Given that this post appears on a blog of the American Mathematical Society, I will focus on the mathematics teachers that participated in our Jamaica Program (the Program is not confined to future math teachers…most participants are not future math teachers). Furthermore, since I have expressed an ambitious goal for the program of developing lasting and applicable racial consciousness in teachers, I felt it would be interesting to consult alumni of the program that are presently working as math teachers. I reached out to our math-teaching alums and asked them (in a very open-ended manner) to share reflections on how the experience impacted them as teachers, and, more specifically, if it impacted their approach to working with students from diverse racial groups. A thematic summary of the responses I received are shared below. While the number of respondents is low (5 of 12 alums responded to the single email I sent out to the email addresses I had), the responses are encouraging.
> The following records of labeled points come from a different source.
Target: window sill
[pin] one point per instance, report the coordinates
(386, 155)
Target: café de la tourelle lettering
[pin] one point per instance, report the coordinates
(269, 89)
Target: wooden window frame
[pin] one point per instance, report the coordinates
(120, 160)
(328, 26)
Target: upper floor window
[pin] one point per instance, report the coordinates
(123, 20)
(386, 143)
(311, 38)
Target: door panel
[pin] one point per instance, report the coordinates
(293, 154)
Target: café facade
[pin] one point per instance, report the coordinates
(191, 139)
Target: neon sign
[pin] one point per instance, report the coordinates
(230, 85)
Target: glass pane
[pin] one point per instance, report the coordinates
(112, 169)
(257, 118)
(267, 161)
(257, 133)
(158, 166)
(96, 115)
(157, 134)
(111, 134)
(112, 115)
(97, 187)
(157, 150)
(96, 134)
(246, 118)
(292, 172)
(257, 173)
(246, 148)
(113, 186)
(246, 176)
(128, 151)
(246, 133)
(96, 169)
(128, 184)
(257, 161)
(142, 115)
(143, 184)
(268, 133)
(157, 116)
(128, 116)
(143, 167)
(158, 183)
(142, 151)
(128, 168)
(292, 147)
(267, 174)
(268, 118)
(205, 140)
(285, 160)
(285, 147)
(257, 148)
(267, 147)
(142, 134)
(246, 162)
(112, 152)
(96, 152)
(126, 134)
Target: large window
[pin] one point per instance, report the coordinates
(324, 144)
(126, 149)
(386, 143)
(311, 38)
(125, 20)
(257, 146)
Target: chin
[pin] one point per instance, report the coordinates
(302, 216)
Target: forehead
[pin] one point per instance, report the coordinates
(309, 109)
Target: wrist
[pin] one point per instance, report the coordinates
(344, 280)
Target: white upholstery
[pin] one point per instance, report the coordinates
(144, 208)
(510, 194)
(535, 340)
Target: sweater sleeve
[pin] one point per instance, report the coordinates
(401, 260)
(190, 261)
Again, these alums were able to articulate a lasting impact that the Jamaica Program had on them as they entered the profession. Furthermore, these are voluntary, open-ended responses (as opposed to lines drawn from current students’ required end-of-term papers where they might feel pressured to pen professor-pleasing prose).
In his contribution to the 2016 volume Interrogating Whiteness and Relinquishing Power, Frederick Erickson argues that direct experience of working with people of color is a powerful way of developing justice-oriented racial consciousness among White professionals. Direct experience can disrupt dominant (racist) narratives that portray students of color as unmotivated or anti-intellectual. Working alongside students of color promises to “counter negative stereotypes” and provide “‘existence proofs’ [showing] that something else is possible than the overgeneralized ‘figured view’ of those who are ‘othered’” (p. 77). Erickson’s observations certainly resonate with our program, as almost all of my respondents commented on how they were struck by the Jamaican students’ respectful demeanor and devoted academic work ethic. Indeed, a common sentiment was the White American teachers’ perspective that the Black Jamaican students they taught had a stronger work ethic than what they have encountered as students and teachers in American classrooms. Respondent Jessica observed, “The students had an inherent desire to learn, and education was valued instead of being seen as a requirement, as is often the case in America…I didn’t need to [establish myself as a disciplinarian] in order to earn their respect; they gave it willingly.” Respondent Brandon added further, “the students were very respectful. The room was far too hot and far too full in my opinion, but these students wanted to learn. They were more respectful than the high school students I went to high school with.” The experience-based perspective that Jessica and Brandon gained certainly contradicts commonly held stereotypes about Black, urban students. Quite contrary to the dominant assumption that Black students are undisciplined and unwilling to exert effort in school, Jessica found that her students approached the learning environment in a highly respectful way, while Brandon noted that the students maintained a high level of focus and care despite the challenging reality of being in an overcrowded and overheated classroom.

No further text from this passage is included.